In the Revenue Ruling 79-194, it is argued that even if the sales of stock between the two transferors is conducted pursuant to the binding agreements and entered into before the exchange, the shift in ownership of the stock does not affect the application of Section 351(a) (Cornell University Law School). The shift of ownership that occurs subsequent to the stock transfers is not considered as an application in the control requirements mainly because those transfers simply do not meet the purpose of the legal definitions in relation to the stock exchanges and control. For Mr. S to qualify for control, Mr. B would have to sell a bigger amount of stock to him and to provide more than 80% of the stock in possession m. Hence, the exchange between Mr. B and Mr. S still does not qualify under Section 351 of control requirements.

Revenue Procedure 77-37 argues for continuity of interest stating that if the acquiring corporation shows a continued interest in the company that they have acquired, they are likely to retain control unless the other party has over 80% of the stock. In the case of Mr. S and Mr. B, not only is Mr. S rather short on controlling stock, but he is also limited by the fact that Mr. B has showed some continuing interest in the Notorious Corporation. Mr. B may no longer have more than 80% in stock but there has been no point during the exchange in which Mr. S had more than 80% of the stock to gain control. This means that the exchange does not qualify under the Section 351 of control requirement, and Mr. B continues to take a full responsibility and control of the corporation in question.

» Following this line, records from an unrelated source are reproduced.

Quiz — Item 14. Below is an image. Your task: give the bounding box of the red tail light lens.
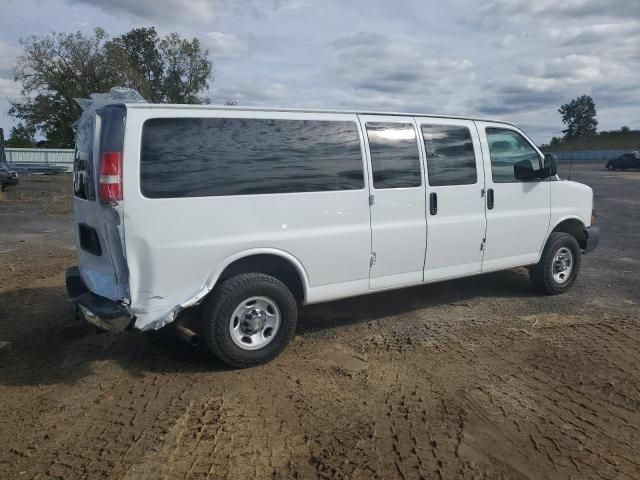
[98,151,122,203]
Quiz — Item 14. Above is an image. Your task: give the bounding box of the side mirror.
[514,160,536,180]
[542,153,558,178]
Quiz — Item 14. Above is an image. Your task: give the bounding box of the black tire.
[202,273,297,368]
[529,232,581,295]
[606,164,613,171]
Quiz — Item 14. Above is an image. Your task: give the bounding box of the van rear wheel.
[202,273,297,368]
[529,232,581,295]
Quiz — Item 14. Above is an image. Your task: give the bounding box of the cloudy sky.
[0,0,638,143]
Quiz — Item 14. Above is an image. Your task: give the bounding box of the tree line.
[545,94,638,151]
[6,27,212,148]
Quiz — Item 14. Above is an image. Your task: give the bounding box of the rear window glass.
[140,118,364,198]
[422,124,477,186]
[73,113,96,200]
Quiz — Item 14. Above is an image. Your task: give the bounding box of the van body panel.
[123,108,371,329]
[476,121,551,271]
[358,115,427,290]
[537,180,593,258]
[72,106,129,302]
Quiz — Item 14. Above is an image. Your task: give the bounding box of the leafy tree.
[558,95,598,139]
[5,123,37,148]
[10,27,213,147]
[549,136,561,147]
[621,126,630,133]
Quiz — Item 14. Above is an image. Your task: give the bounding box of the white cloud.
[65,0,285,25]
[204,32,254,58]
[0,78,21,99]
[330,32,474,112]
[482,0,640,20]
[0,41,21,77]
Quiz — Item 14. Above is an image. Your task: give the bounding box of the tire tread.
[202,273,297,368]
[529,232,581,295]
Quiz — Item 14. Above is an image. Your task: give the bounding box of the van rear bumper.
[65,266,133,332]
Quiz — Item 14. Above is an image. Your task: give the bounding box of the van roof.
[122,103,516,127]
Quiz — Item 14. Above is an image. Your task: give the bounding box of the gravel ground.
[0,165,639,479]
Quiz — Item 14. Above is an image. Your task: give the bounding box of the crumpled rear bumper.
[65,266,133,332]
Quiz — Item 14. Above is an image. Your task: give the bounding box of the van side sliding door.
[418,118,487,282]
[359,115,427,290]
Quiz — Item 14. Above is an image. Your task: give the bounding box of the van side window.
[421,124,477,186]
[366,123,421,189]
[140,118,364,198]
[486,128,541,183]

In order to qualify for the Section 351 of control requirement, a number of conditions must be met. First, the transferor must own at least 80% of the stock from the company in question. In this case, Mr. B did have 90% of the stock prior to the exchange with Mr. S. The second requirement, however, is that Mr. B shows no continuing interest in the corporation. It can be noted that in this case Mr. B does not sell all of his stock but rather only a half. This means that prior to the exchange Mr. B possessed 90% of the stock and after it he has 45% against Mr. Small’s 55%. Mr. S can still not claim control of the organization since he is below the 80% mark for control. This is based on I.R.C. Section 351, I.R.C. Section 368, Treas. Reg. Sections 1.351-1, Revenue Ruling 79-194 and Revenue Procedure 77-37. The scenario between the two investors, that is Mr. B and Mr. Small can be ameliorated in a number of ways. The first option could be that Mr. B agrees without coercion or intimidate to relinquish a part of his 45% stake to Mr. S to allow the latter assume the controlling status in the business. The second option could be that the two parties agree to apportion management responsibilities among themselves in observance of the relevant sections of the law. However, as it is stated currently, none of the two investors hold the key to controlling stake in the business as defined by the sections mentioned above.